Pods and Nodes in Kubernetes

In Kubernetes, your application runs in containers which are encapsulated in a higher-level structure called a Pod. A pod usually contains one main container running your application, but can also have other supporting containers. Nodes are the worker machines in a Kubernetes cluster where your pods are scheduled to run. Each node is a virtual or physical machine, depending on the cluster.

Scaling in Kubernetes

As your application workload changes, you may need to adjust the compute resources allocated - this is known as scaling. Kubernetes supports two main approaches:

  1. Horizontal Scaling: Adding more pod replicas to distribute load (scale out).

  2. Vertical Scaling: Increasing CPU/memory resources of existing pods (scale up).

Horizontal Pod Autoscaler (HPA)

The Horizontal Pod Autoscaler (HPA) is a native Kubernetes feature that can automatically scale the number of pod replicas based on observed CPU utilization, memory usage, or custom metrics. Here’s how it works:

  1. You specify a deployment and define the minimum and maximum number of replicas to run.
  2. HPA continuously monitors metrics like CPU and memory usage of the pods.
  3. When resource usage exceeds a defined threshold (e.g. 70% CPU), HPA increases the number of pods (not nodes), up to the specified maximum.
  4. When resource usage drops, HPA can decrease the pod count to the defined minimum to save resources.

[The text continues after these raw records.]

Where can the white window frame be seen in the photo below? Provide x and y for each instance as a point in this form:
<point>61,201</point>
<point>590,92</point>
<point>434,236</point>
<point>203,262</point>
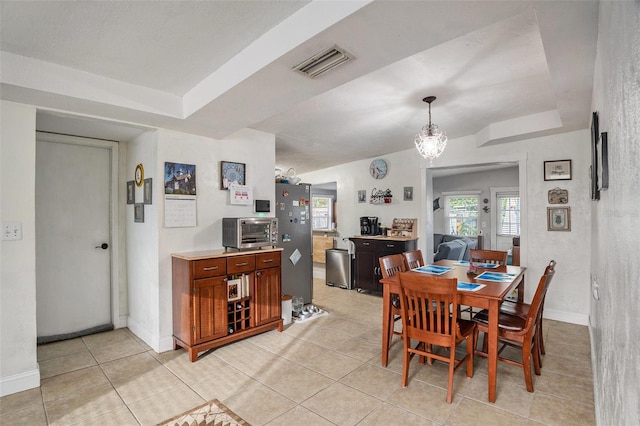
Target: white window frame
<point>458,194</point>
<point>329,213</point>
<point>494,209</point>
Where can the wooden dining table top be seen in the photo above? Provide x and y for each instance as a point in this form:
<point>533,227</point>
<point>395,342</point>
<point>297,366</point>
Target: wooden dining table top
<point>491,290</point>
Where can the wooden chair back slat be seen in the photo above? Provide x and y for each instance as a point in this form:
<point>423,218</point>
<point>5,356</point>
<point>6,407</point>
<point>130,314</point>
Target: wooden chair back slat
<point>413,259</point>
<point>488,256</point>
<point>391,265</point>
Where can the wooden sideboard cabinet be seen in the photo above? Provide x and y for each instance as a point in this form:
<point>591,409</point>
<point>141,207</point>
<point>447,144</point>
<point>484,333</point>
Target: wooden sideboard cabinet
<point>204,317</point>
<point>368,251</point>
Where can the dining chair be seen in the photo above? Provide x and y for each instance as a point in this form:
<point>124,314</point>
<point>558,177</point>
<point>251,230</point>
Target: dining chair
<point>390,266</point>
<point>521,309</point>
<point>488,256</point>
<point>428,319</point>
<point>413,259</point>
<point>520,333</point>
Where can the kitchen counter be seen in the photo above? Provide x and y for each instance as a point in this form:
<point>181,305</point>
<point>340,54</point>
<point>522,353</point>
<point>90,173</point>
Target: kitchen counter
<point>208,254</point>
<point>383,238</point>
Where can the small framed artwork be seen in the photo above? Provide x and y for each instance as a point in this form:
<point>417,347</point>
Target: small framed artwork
<point>557,170</point>
<point>408,193</point>
<point>558,218</point>
<point>138,212</point>
<point>148,193</point>
<point>131,193</point>
<point>558,196</point>
<point>232,174</point>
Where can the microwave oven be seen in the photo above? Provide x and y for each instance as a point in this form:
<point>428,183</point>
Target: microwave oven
<point>249,232</point>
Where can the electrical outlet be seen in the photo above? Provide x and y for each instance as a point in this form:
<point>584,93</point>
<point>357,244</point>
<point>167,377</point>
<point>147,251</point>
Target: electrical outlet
<point>11,231</point>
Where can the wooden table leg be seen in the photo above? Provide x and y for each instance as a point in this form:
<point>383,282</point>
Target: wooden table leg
<point>494,307</point>
<point>386,323</point>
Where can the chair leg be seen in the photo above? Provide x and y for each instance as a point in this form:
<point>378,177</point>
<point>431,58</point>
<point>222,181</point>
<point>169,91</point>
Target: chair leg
<point>405,362</point>
<point>536,356</point>
<point>471,345</point>
<point>540,337</point>
<point>452,364</point>
<point>526,365</point>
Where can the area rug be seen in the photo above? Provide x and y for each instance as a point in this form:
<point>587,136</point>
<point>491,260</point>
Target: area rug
<point>212,413</point>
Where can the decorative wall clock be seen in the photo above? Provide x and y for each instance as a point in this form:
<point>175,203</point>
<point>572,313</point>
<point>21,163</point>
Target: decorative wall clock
<point>378,169</point>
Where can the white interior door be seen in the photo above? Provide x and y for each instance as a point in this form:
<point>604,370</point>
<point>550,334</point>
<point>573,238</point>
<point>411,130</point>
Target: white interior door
<point>73,272</point>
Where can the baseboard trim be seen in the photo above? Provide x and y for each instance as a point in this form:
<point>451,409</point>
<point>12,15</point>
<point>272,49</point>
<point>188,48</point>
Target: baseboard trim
<point>143,333</point>
<point>570,317</point>
<point>20,382</point>
<point>166,344</point>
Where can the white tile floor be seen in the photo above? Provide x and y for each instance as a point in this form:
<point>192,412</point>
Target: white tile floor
<point>322,372</point>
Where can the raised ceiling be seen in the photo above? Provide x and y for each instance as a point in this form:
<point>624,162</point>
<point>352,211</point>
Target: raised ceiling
<point>502,71</point>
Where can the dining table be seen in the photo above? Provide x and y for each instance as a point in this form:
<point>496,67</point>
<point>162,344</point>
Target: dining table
<point>489,297</point>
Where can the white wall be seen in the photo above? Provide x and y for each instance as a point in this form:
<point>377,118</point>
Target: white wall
<point>151,244</point>
<point>568,298</point>
<point>615,230</point>
<point>142,244</point>
<point>18,360</point>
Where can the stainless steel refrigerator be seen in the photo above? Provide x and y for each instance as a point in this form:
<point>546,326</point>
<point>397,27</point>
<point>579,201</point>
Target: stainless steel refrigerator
<point>293,210</point>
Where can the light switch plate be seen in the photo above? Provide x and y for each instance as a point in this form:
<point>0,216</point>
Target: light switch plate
<point>11,231</point>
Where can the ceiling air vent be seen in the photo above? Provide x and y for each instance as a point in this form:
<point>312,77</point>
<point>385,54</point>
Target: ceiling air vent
<point>322,62</point>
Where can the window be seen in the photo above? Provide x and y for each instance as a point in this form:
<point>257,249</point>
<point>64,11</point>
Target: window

HPA allows your application to automatically adapt to changes in traffic or resource consumption, without manual intervention.

Vertical Pod Autoscaler (VPA)

While HPA scales the number of pod replicas, the Vertical Pod Autoscaler (VPA) adjusts the CPU and memory resources pods request. VPA monitors historic and current CPU and memory usage of pods and provides recommended resource limits and requests to ensure pods are scheduled with optimal resources. VPA can operate in several modes - it can automatically update pod resource requirements or only provide recommendations.

While HPA and VPA handle pod-level scaling, they don’t address the need to scale the cluster itself. If pods cannot be scheduled due to insufficient cluster capacity, the Cluster Autoscaler can automatically provision new nodes

Cluster Autoscaler (CA)

Cluster Autoscaler is a tool that automatically adjusts the size of your Kubernetes cluster when one of the following conditions is true:

  • Some pods failed to run in the cluster due to insufficient resources.
  • There are nodes in the cluster that have been underutilized for an extended period of time and their pods can be placed on other existing nodes.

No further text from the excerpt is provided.